PAC Finite-Time Safety Guarantees for Stochastic Systems with Unknown Disturbance Distributions

TL;DR

This paper develops a data-driven framework for providing finite-time safety guarantees in stochastic systems with unknown disturbances, using PAC bounds and barrier certificates based on finite samples.

Contribution

It introduces a novel safety certification method that relies on finite disturbance samples and PAC theory to ensure probabilistic safety over finite horizons.

Findings

Derived PAC generalization bounds for safety certification

Established trade-offs between sample size, model complexity, and safety levels

Provided practical guidelines for data-driven safety guarantees

Abstract

We investigate the problem of establishing finite-time probabilistic safety guarantees for discrete-time stochastic dynamical systems subject to unknown disturbance distributions, using barrier certificate methods.
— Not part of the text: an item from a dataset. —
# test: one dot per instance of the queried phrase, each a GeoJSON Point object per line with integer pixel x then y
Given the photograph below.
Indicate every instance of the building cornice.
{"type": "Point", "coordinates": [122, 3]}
Our approach develops a data-driven safety certification framework that relies only on a finite collection of independent and identically distributed (i.i.d.) disturbance samples. Within this framework, we propose a certification procedure such that, with confidence at least $1-\delta$ over the sampled disturbances, if the output of the certification procedure is accepted, the probability that the system remains within a prescribed safe set over a finite horizon is at least $1-\epsilon$. A key challenge lies in formally characterizing the probably approximately correct (PAC) generalization behavior induced by finite samples. To address this, we derive PAC generalization bounds using tools from VC dimension, scenario optimization, and Rademacher complexity. These results illuminate the fundamental trade-offs between sample size, model complexity, and safety tolerance, providing both theoretical insight and practical guidance for designing reliable, data-driven safety certificates in discrete-time stochastic systems.